For maximizing translational value, researchers should consider parallel studies in mouse models and human cell systems, and where possible, validate key findings using human tissue samples or humanized mouse models.

What are the most promising research directions for developing O3far1-targeted therapeutic approaches?

Based on current understanding of O3far1 biology, several promising research directions for therapeutic development emerge:

• Selective agonist development: Design of small molecule agonists that selectively activate O3far1 without affecting GPR40 could leverage anti-inflammatory benefits without potentially confounding metabolic effects. Focus should be on compounds that effectively recruit β-arrestin2 to achieve anti-inflammatory outcomes.

• Tissue-targeted delivery approaches: Develop delivery systems that can target O3far1 modulators to specific tissues (e.g., adipose tissue for metabolic disease, retina for diabetic retinopathy , or lung for respiratory inflammation) to maximize therapeutic index.

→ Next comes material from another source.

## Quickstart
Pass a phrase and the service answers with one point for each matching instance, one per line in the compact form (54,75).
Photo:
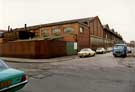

• Combination therapy exploration: Investigate synergistic effects between O3far1 agonists and established anti-inflammatory or insulin-sensitizing drugs. This could potentially allow lower doses of both agents with improved efficacy and reduced side effects.

• Biomarker identification: Develop biomarkers that predict responsiveness to O3far1-targeted therapies, enabling patient stratification for precision medicine approaches.

• Temporal modulation strategies: Given the complex dual roles of O3far1 in inflammation and immunity , explore pulsed or cyclical treatment regimens that capture beneficial anti-inflammatory effects while minimizing potential immunosuppressive consequences.

• Dietary intervention optimization: Determine optimal omega-3 fatty acid compositions and ratios that preferentially activate O3far1 beneficial signaling. The fat-1 transgenic mouse model suggests that a balanced n-6/n-3 ratio (approximately 1:1) may be ideal .

Researchers should remain mindful of potential adverse effects, as studies have shown that excessive omega-3 fatty acid intake may impair certain immune responses , highlighting the need for careful therapeutic window definition.